I don't think this really follows. First of all, with the exception of cancer drugs, there aren't many drugs that are developed for people in the last few months of life. In other contexts, people complain about this: instead of developing a cure for cancer, we've got another goddamn antidepressant.
Note, she "doesn't think it follows", meaning she has no actual argument, in no small part because she didn't even read what she quoted, hence ignoring the examples Bertam provided.
Instead she talks about medical equipment which, as she points out, is used by all sorts of people recovering from extreme injuries, which is totally relevant, no, really.
And then there's this crap;
Then there's the time inconsistency problem. How much are we really willing to argue that it's wrong to stop a would-be suicide, wrong to dissuade people from smoking, wrong to refuse to pay for your 19 year old daughter to pursue her dreams of a rock career rather than a degree in accounting? But unless we are, we have to ask how thoroughly we should attend to the desire of the young self to ignore the needs of the old self. Dworkin thinks we should ask people what they would buy for themselves from behind a sort of personal veil of ignorance. But why is the perspective of someone at the beginning of their life the right one? Why not ask people what they would want at the end of their life? There's a problem of specificity, but surely you could develop some kind of average set of services, which would probably be very different from what you would pick in youth.
... what? My grandmother had Alzheimer's, Megan. There's no quality of life to to maintain at the end of that progression, and, notably, Bertram was not discussing withholding treatment but rather not spending millions on developing expensive but for all intents and purposes ineffectual treatments. R&D outlay is already being fucking rationed in favor of profit taking via dividends, but that doesn't count because Megan won't acknowledge it. But not seeing the value in researching new drugs with identical effects to older drugs on which the patent has expired in order to maintain profits means we want to kill Grandma. Especially when the drugs in question have minimal effect to begin with.
And then there's this;
Of course, for me, the core problems are more basic: I don't think that there is "a" regime of social justice to which all right-thinking people subscribe, which me [sic] reluctant to empower technocrats to enforce this mythical consensus.

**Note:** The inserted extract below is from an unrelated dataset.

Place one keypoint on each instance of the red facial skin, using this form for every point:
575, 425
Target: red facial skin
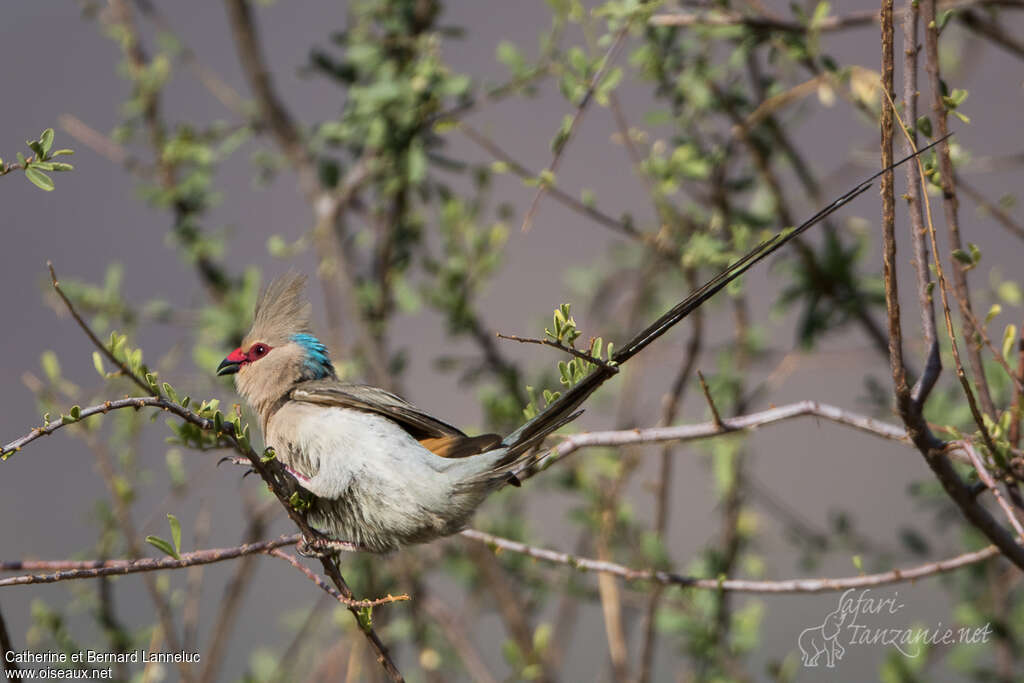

Because having insurance adjusters decide what is a medically necessary treatment based on their desire to maintain profit margins is working fucking fantastically, at least in Megan's mind where it's still the 70s and they still act like humans.
There's another intuition that at least libertarians have, which is that it is not as bad to have undesirable things result from an impersonal process than from an active decision. It is bad if someone's house burns down and they couldn't afford insurance. It's worse if someone's house burns down, and they were in the class of people deemed unworthy by a bureaucrat of having their house rebuilt.
....... ummmmmmmmm, Megan? How fucking stupid are you?
I think almost all progressives have the opposite intuition. They think it's better to try to produce an optimal result, even if that results in individual injustices (which it will--government rules are very broad brush, and will always involve error at the margins). I'm not sure how to bridge that intuitive gap.
THE FREE MARKET IS PERFECT I CAN'T HEAR YOU LAALALAAALALALALALALAAAAAAAAAAA.
Apparently only governments have bureaucracies, just like only they can ration. If it were otherwise Megan would be horribly, horribly wrong, horribly misinformed, and not a very good person. And she thinks she's nice, so it just can't be.
I know I didn't snark this post very well, but sometimes her stupidity is too offensive to be creative with.